Inflation and the devaluation of the currency, which bring back memories of the economic crises and stock market crashes after the First World War, prompt European politicians to take drastic measures. The persistent gap between the demand and supply of civilian consumer goods is driving up prices and increasing internal and external budget deficits. The states borrow to finance reconstruction and to overcome social injustices. In 1944, Belgium launched a gigantic program to rehabilitate the franc by severely restricting the currency in banknotes and deposits. Key sectors of the European economy are being nationalized and modernization and infrastructure plans are gradually being implemented. While unemployment is high in large parts of Europe, some countries are paradoxically faced with labor shortages in key sectors for economic recovery. Although thousands of German prisoners of war are deployed, large-scale labor transfer programs are being launched, primarily to meet the needs of agriculture and the coal and steel industries. In these difficult circumstances, France and Belgium conclude a protocol on cooperation and immigration with Italy, whereby Italy receives the coal it desperately needs in its economy in exchange for thousands of Italian workers who are unemployed in their homeland. Between 1946 and 1955, more than 500,000 Italians emigrated to the countries of Western Europe.

In order to promote exports and fight unemployment in the context of general economic growth in Europe, Great Britain devalued the pound sterling by 30.5% of its value in gold in 1949. This brutal cut quickly has a domino effect on the weaker European currencies.

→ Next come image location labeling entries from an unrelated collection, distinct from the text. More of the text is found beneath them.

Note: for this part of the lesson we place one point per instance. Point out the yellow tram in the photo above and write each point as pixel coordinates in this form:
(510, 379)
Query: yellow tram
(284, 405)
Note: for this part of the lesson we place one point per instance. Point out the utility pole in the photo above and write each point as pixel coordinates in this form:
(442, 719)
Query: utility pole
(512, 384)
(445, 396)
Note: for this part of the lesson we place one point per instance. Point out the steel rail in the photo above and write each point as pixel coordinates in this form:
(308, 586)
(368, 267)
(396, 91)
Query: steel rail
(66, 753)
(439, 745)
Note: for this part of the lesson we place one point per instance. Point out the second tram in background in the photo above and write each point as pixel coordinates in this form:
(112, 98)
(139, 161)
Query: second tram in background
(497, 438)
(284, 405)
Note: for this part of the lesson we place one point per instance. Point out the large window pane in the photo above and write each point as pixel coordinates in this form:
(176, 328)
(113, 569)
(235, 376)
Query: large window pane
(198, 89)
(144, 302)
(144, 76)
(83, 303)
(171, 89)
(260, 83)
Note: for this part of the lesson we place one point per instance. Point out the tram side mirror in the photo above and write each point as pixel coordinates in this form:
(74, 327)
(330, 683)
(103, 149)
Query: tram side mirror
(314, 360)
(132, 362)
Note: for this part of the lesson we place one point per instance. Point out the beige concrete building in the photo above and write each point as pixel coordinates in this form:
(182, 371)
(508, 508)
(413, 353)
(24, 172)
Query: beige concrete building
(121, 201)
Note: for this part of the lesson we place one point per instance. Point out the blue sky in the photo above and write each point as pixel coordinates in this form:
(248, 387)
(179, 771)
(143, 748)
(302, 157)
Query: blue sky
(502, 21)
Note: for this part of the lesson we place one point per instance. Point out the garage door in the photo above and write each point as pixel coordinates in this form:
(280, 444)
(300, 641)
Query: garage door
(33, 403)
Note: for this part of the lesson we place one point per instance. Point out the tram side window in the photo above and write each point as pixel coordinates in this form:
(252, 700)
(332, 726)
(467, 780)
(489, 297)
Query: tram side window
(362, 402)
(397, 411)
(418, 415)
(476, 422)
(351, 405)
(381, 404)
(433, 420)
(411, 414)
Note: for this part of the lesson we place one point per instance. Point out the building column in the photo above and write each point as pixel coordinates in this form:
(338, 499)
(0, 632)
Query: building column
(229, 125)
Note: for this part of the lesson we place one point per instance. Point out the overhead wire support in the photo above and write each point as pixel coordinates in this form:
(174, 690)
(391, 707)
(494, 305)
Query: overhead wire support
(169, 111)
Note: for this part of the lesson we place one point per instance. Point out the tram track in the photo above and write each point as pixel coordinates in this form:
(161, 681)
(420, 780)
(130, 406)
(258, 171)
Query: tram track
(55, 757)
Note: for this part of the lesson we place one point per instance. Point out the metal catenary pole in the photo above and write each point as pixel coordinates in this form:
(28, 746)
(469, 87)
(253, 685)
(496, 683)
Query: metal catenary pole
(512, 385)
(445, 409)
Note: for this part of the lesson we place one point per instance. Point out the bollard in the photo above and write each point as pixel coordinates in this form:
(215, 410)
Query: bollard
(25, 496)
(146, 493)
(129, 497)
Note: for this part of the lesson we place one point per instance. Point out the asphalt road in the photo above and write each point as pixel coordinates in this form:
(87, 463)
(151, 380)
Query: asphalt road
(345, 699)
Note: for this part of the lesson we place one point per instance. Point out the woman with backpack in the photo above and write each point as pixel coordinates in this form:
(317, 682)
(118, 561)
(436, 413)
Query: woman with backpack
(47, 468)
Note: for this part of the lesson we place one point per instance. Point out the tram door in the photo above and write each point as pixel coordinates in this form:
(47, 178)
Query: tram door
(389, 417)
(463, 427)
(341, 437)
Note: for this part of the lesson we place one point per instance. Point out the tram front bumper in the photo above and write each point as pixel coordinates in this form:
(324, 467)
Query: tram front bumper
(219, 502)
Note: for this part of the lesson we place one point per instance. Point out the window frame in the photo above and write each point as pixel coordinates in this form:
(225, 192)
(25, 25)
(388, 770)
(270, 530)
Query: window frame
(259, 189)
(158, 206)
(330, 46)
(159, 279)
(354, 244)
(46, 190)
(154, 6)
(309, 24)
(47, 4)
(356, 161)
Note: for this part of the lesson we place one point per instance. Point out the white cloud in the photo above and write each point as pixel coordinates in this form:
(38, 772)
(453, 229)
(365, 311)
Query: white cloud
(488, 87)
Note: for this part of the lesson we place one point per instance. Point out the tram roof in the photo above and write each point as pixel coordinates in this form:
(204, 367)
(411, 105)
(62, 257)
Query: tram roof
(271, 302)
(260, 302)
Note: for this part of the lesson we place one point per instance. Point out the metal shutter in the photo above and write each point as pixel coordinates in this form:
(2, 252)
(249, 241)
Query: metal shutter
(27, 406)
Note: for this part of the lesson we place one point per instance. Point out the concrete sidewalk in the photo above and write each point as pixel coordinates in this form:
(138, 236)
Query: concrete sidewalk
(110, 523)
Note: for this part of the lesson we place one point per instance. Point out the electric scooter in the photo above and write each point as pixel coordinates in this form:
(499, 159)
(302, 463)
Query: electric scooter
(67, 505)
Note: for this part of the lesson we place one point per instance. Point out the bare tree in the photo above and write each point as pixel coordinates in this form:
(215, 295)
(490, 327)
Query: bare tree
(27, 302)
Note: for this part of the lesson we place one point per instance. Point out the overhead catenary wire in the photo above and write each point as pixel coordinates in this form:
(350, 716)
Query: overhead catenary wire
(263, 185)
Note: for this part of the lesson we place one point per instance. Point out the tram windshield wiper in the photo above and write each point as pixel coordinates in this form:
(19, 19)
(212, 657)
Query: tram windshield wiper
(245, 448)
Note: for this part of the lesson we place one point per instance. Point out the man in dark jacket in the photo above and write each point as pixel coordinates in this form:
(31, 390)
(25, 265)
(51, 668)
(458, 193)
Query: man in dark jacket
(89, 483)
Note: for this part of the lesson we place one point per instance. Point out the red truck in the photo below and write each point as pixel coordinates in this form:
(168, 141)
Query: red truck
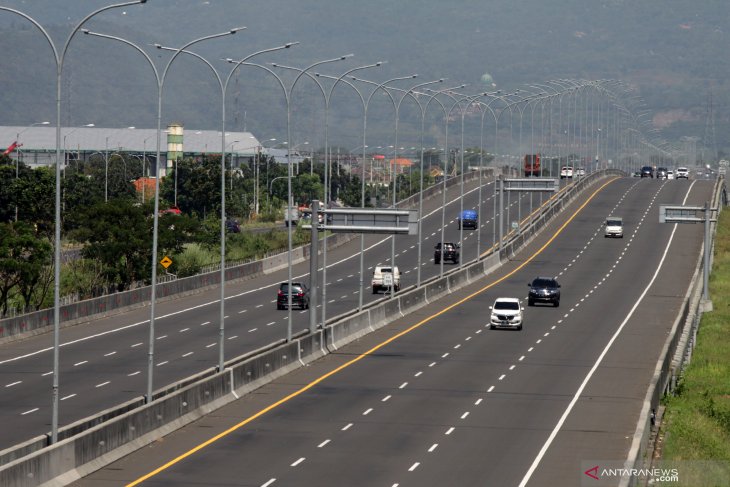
(532, 165)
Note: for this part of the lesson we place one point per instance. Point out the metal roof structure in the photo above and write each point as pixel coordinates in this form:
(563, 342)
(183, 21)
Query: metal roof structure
(42, 139)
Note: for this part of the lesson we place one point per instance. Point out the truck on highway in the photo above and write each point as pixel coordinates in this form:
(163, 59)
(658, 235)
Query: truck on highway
(532, 165)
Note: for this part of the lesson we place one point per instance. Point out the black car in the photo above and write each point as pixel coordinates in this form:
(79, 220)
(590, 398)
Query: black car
(300, 295)
(544, 290)
(451, 252)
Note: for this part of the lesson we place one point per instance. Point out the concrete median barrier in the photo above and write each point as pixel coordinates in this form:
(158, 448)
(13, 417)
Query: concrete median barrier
(94, 442)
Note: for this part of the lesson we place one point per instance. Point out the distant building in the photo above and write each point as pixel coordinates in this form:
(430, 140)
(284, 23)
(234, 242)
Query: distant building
(36, 146)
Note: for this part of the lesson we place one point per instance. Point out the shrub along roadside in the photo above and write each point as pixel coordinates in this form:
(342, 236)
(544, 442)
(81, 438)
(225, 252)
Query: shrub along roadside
(697, 419)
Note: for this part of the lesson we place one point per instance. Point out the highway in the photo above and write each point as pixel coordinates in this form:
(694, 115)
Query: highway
(437, 398)
(104, 363)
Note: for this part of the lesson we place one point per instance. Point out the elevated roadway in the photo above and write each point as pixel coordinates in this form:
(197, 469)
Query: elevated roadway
(437, 398)
(104, 362)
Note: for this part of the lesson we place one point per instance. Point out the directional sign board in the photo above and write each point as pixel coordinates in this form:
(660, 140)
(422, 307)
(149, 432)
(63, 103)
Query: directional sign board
(532, 184)
(363, 220)
(681, 214)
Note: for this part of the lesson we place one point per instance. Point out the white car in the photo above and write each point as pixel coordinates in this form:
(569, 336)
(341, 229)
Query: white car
(384, 278)
(614, 227)
(506, 313)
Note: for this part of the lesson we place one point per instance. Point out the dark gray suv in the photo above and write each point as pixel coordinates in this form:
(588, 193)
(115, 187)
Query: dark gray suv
(544, 290)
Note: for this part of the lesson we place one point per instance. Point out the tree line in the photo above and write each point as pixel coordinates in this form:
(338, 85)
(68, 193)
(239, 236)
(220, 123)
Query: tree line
(108, 223)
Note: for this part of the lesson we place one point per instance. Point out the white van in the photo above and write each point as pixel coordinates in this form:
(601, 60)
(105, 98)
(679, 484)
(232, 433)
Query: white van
(614, 227)
(384, 278)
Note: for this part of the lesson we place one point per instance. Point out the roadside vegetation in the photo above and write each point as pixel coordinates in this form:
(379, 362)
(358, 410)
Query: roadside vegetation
(107, 220)
(697, 418)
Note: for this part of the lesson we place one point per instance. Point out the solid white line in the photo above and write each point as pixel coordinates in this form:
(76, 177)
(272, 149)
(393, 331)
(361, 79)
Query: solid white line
(587, 378)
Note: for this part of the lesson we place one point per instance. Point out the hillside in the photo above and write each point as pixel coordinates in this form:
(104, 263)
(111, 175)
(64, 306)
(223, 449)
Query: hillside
(672, 52)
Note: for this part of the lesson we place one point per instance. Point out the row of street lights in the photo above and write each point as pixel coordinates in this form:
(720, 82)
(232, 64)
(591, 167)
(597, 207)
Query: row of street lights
(414, 92)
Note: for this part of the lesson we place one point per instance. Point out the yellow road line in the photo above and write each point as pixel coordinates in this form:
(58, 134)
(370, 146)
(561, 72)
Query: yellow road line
(363, 355)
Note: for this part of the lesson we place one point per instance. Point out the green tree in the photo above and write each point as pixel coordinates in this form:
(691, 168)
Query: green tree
(23, 259)
(35, 194)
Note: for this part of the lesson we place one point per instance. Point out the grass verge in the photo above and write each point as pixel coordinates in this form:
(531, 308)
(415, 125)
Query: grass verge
(696, 425)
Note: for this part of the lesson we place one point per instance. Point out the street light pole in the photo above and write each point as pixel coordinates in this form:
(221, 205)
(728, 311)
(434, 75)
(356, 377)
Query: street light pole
(160, 86)
(59, 59)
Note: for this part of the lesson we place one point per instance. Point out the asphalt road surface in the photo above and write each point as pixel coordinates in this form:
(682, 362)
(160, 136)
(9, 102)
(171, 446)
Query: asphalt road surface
(437, 398)
(104, 363)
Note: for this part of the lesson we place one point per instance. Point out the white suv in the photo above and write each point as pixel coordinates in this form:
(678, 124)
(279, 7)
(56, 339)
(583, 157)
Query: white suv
(506, 313)
(614, 227)
(384, 278)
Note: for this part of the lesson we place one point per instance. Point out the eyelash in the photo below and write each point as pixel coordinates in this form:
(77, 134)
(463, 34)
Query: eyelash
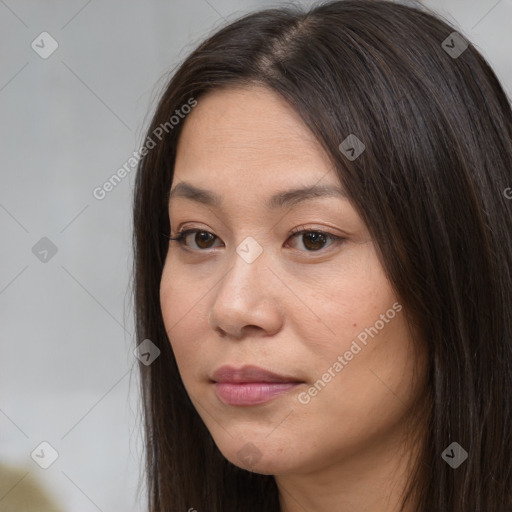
(182, 235)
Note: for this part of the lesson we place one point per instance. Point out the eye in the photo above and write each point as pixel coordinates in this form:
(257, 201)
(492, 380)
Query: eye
(314, 239)
(202, 238)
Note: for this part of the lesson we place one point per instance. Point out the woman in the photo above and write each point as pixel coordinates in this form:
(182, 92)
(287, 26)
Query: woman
(323, 257)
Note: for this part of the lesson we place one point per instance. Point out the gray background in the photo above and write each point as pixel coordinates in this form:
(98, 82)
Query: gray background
(67, 372)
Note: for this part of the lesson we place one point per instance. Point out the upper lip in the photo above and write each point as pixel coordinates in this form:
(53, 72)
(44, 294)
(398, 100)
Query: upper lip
(249, 374)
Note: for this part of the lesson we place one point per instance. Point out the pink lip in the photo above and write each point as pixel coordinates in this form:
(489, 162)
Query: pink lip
(250, 385)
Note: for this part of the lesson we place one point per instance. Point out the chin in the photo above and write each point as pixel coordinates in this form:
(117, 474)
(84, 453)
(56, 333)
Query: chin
(262, 457)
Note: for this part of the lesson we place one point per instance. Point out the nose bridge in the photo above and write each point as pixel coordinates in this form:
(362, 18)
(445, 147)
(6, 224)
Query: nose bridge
(247, 265)
(243, 287)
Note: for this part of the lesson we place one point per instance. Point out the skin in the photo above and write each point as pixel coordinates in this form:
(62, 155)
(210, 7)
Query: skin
(292, 311)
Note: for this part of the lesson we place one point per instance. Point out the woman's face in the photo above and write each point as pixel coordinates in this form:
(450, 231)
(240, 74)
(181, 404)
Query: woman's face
(244, 290)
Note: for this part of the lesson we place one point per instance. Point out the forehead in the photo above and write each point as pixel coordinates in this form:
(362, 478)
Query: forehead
(249, 139)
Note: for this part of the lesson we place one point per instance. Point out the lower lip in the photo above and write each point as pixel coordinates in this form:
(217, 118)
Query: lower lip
(251, 393)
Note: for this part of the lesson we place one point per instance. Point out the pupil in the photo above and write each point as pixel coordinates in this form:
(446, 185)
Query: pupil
(318, 240)
(204, 236)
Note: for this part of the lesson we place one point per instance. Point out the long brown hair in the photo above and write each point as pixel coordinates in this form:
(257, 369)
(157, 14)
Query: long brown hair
(431, 186)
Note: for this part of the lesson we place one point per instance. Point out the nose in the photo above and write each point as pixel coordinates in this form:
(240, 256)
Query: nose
(246, 302)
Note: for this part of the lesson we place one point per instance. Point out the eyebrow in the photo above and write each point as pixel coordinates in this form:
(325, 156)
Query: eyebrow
(283, 199)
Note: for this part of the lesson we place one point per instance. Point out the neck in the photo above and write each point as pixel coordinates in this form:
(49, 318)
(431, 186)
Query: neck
(369, 480)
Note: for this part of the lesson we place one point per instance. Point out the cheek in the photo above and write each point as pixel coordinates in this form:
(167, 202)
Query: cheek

The Netherlands, the Scandinavian countries and Finland devalue their currencies to the same extent as Great Britain, Germany by 25%, France by 22% and Belgium by 12.5%.

Disappointment spreads through the misery and calls for more social justice are loud. Inadequate wages and salaries lead to numerous strikes, especially in France and Italy. The social security systems are exposed to severe burdens due to the high number of disabled people, widows and other war invalids who claim a pension. Thus the whole of society bears the high social costs of the war. In continuation of some programs developed during the war or following a cooperative tradition, the European states take measures to strengthen social security and thus lay the foundation for the modern welfare state.